Genau das richtige, wenn man wie ich zu Fuß mit schwedischem Riesenkinderwagen unterwegs ist.

Ich manövrierte also mich, das Kind und den Kinderwagen erst mal ins Haus rein, dann zwischen erwähnte Wand und Tresen, atmete die Beklemmung weg und trug mein Anliegen vor. Nun begab es sich aber, dass auf dem Schreiben, ich möge die Sendung bitte beim Zoll abholen und die passende Dokumentation mitbringen, nicht drauf stand, um welche Sendung es sich handelte. Es soll nämlich tatsächlich Menschen geben, die mehr als nur ein Teil im Ausland bestellen und dann schlichtweg nicht wissen, welches davon der Zoll rausgefischt hat und somit welche Dokumentation gebraucht wird.

Ich hatte also eine ziemliche Zettelwirtschaft dabei, nur nicht den, den ich benötigte. Kurzum, mein Aufenthalt im Zollamt war etwas längerer Natur.

Während zwei Zollbeamte sichtlich bemüht waren, mir entgegenzukommen und auf den falschen Zetteln vielleicht doch den passenden Wert zu finden, betrat ein älteres Ehepaar den Raum.

Man soll ja nicht vorschnell urteilen, aber beim ersten Blick auf die Dame schoss mir durch den Kopf „wenn die mal nicht gleich zicken wird.“ Der Blick, der Gesichtsausdruck…sagen wir mal so, freundliche Gelassenheit sieht anders aus.

Ich sollte ihr Unrecht tun.

Während ich also immer noch versuchte, mein 30€ Kettchen zu verzollen, hörte ich wie der Mann anfing, mit dem Zollbeamten zu argumentieren, die Sendung würde ich ja gar nicht in die EU eingeführt werden.

„Doch, sie wird gerade eben eingeführt.
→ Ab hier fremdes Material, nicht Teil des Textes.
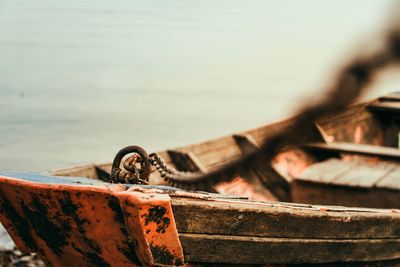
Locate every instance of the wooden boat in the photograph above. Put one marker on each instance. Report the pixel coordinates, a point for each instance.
(353, 161)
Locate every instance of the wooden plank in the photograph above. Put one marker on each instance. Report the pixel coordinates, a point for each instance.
(282, 219)
(326, 171)
(364, 174)
(325, 194)
(390, 97)
(262, 172)
(257, 250)
(359, 149)
(391, 181)
(385, 106)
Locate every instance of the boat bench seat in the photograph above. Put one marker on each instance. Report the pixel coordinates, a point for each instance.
(352, 182)
(389, 103)
(358, 149)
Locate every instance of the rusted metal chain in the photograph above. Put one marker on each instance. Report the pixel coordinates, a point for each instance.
(351, 82)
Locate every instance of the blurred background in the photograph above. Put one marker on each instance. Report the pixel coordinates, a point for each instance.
(81, 79)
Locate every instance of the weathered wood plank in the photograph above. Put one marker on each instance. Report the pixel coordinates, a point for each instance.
(391, 181)
(364, 174)
(262, 172)
(385, 106)
(326, 171)
(324, 194)
(185, 161)
(257, 250)
(359, 149)
(390, 97)
(283, 220)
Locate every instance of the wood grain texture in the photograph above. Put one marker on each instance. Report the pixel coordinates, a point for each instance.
(257, 250)
(326, 171)
(358, 149)
(282, 220)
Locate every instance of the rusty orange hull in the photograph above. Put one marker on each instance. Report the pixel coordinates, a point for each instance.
(84, 222)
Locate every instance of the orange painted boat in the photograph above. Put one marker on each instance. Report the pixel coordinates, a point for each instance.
(74, 217)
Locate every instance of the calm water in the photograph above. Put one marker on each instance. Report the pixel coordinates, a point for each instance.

Dafür sind Sie ja hier,“ erklang es beschwichtigend.

„Nein, wird sie nicht. Er nimmt sie ja direkt wieder mit raus.“

„Ja, aber das wissen wir ja nicht, für uns wird sie gerade eingeführt und deswegen müssen wir sie auch verzollen“, der Erklärungsversuch des Zollbeamten.

„Man muss nichts verzollen, das nicht eingeführt wird!“
„Sie führen es ja aber ein.“
„Nein, er führt es ja wieder aus!“

Der Ton wurde rauer.

Während ich innerlich noch über die Terminologie des Einführens und Ausführens kicherte und mir ausmalte, dass der Rentner vielleicht etwas entspannter wäre, wenn er sich mal was einf… – nein, lassen wir das -, stellte sich heraus, dass der Sohn in Brasilien lebt, über Weihnachten die Eltern besucht, und sich etwas dorthin hat liefern lassen, weil Bestellungen in Brasilien nie ankommen, und gedenkt es nach Weihnachten direkt wieder mitzunehmen.

Soweit so gut.

Der Rentner sah nun aber mal so gar nicht ein, dass er das Päckchen verzollen soll, wenn es doch gar nicht eingeführt wird. Der Zollbeamte wiederum sah nun so gar nicht ein, dass das Paket nicht verzollt werden soll, denn es wird ja eingeführt. Denn auch eine kurze Einfuhr ist eine Einfuhr. Letztlich schaffte er es aber nicht, dem Rentner das begreifbar zu machen.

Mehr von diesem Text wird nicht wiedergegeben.